Formal Language: Artificial, unambiguous, rule-based (e.g., programming languages).
Natural Language: Used by humans, ambiguous, constantly evolving.
Challenges of NLP:
Ambiguity in natural language.
Dependence on world knowledge and common sense.
Constantly changing nature of language.
Levels of Language Analysis
Phonetics & Phonology:
Study of speech sounds and their organization.
Morphology:
Structure and formation of words from morphemes (meaningful units).
Lexicon:
Vocabulary and meanings of words in context.
Idioms: Phrases with non-literal meanings.
Syntax:
Grammar and arrangement of words in sentences.
Semantics:
Meaning of words, phrases, and sentences.
Discourse Analysis:
Relationships between sentences in a larger text.
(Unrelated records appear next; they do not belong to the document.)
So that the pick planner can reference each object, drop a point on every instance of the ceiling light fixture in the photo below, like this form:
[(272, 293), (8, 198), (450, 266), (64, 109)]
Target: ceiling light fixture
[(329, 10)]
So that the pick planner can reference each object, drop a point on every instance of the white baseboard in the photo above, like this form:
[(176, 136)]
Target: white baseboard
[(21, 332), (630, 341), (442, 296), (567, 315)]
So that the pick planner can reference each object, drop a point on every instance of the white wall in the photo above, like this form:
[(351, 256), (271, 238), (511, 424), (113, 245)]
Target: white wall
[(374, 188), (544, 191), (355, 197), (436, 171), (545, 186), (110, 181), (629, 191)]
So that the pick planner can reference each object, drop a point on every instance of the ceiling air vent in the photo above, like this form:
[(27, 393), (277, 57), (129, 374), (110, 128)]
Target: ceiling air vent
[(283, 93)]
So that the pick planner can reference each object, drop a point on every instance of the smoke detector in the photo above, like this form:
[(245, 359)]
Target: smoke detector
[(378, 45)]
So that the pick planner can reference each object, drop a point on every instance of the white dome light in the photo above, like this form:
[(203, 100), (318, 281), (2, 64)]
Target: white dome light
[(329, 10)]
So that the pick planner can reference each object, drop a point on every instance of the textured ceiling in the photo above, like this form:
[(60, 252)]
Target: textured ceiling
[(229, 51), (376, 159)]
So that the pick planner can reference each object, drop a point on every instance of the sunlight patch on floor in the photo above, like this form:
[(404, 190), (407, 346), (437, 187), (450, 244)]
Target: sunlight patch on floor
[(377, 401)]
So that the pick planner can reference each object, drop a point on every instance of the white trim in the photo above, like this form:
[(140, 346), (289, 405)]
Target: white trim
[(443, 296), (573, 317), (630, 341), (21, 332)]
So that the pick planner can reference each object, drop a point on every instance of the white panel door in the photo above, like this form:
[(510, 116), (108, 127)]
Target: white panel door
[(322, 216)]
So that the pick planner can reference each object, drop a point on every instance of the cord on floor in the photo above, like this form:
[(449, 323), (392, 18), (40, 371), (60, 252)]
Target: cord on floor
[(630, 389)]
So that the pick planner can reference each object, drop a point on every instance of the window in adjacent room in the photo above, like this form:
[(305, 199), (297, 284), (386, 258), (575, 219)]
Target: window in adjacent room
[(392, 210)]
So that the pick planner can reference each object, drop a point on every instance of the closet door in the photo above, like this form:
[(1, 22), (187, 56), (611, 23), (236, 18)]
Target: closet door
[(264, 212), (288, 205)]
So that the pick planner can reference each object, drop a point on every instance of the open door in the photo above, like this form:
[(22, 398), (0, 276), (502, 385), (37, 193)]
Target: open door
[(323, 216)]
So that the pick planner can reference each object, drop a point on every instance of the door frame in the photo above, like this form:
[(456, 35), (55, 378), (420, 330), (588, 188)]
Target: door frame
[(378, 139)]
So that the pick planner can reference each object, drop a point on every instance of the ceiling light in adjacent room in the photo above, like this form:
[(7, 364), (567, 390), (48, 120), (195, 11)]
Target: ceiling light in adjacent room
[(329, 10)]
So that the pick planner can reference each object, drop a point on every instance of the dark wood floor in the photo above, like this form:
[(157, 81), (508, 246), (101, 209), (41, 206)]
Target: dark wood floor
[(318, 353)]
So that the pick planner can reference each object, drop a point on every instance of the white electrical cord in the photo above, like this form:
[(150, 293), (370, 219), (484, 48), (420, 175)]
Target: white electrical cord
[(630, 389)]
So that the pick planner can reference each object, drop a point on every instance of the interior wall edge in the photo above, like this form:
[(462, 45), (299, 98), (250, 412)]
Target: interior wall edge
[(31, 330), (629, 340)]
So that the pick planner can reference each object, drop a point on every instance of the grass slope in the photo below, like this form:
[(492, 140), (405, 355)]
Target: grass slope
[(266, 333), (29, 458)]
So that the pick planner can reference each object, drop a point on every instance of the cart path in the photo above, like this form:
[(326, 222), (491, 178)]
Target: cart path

Speech Acts: Actions performed through language (requests, promises).
Pragmatics:
Meaning in context, considering world knowledge and speaker intentions.
History of NLP
1950s:
Turing Test (measuring machine intelligence through language).
Georgetown Experiment (early attempt at machine translation).
1960s:
ELIZA (rule-based chatbot simulating a therapist).
SHRDLU (understanding language in a limited "blocks world").
1970s:
Conceptual ontologies (formal representations of knowledge).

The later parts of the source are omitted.